Com tudo empatado, o 3.º set acentuou o equilíbrio no encontro. Djokovic, de quando em vez, esticava o pulso direito que lesionou semanas antes do Open da Austrália. Noutras ocasiões, lançava a raqueta ao ar, como quem tenta arrancar da cabeça uma qualquer solução para um problema. Que naquele momento, mais do que a questão física, chamava-se Alexei Popyrin, que continuava a fazer mossa com a sua esquerda, eficaz no serviço-vólei e a fazer o sérvio mexer-se mais do que estaria à espera. Com 5-4 e o sérvio a servir para empatar, o australiano desperdiçou um 40-0 e depois mais um break point nas vantagens. O que se revelaria decisivo para o encontro.
O tie-break é território primordial para o animal de combate que é Novak Djokovic, com uma resiliência talvez nunca antes vista num court de ténis. Garantido o terceiro set e o regresso à vantagem no encontro, para o 4.º set o sérvio tinha também a alavanca mental, que ficou ainda mais fortalecida quando alguém nas bancadas terá gritado algo pouco agradável para o sérvio.
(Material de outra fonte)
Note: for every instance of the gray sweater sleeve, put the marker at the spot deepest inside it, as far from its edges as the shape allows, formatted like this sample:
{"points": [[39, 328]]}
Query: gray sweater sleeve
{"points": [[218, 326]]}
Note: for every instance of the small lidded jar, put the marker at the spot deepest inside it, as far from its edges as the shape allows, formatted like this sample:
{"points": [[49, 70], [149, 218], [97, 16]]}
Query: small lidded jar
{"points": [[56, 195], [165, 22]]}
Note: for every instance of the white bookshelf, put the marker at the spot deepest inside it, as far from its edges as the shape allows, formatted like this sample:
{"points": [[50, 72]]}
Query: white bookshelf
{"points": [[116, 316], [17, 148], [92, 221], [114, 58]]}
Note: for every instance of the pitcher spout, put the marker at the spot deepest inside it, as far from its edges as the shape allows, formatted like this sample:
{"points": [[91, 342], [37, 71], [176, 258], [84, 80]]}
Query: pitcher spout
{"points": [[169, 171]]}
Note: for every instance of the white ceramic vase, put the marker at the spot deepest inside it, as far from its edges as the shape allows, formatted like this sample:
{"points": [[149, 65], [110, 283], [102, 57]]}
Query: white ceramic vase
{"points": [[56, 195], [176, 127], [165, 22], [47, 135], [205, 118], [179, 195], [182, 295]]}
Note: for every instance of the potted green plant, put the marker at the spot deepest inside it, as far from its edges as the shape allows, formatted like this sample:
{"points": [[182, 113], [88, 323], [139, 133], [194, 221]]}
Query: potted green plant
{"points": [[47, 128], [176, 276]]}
Por esta altura, quem vai ver um jogo de ténis já deveria saber que isso é um erro crasso, porque é a estas altercações, aos pequenos ódios alheios, que Djokovic vai buscar forças. “Vem cá e diz-me isso na minha cara”, gritou o líder do ranking para o espectador. E daí para a frente praticamente não perdeu pontos. À segunda oportunidade, o campeão em título fechou o encontro com um 6-3 e segue na luta por um 11.º título do Open da Austrália.
Já Popyrin haverá de pensar muitas vezes naqueles quatro set points perdidos e de como terá perdido uma oportunidade de ouro de emular Lleyton Hewitt e Marcos Baghdatis. Contra Djokovic, elas não surgirão muitas vezes.
Na 3.ª ronda, o sérvio terá pela frente o argentino Tomás Etcheverry, 30.º pré-designado em Melbourne.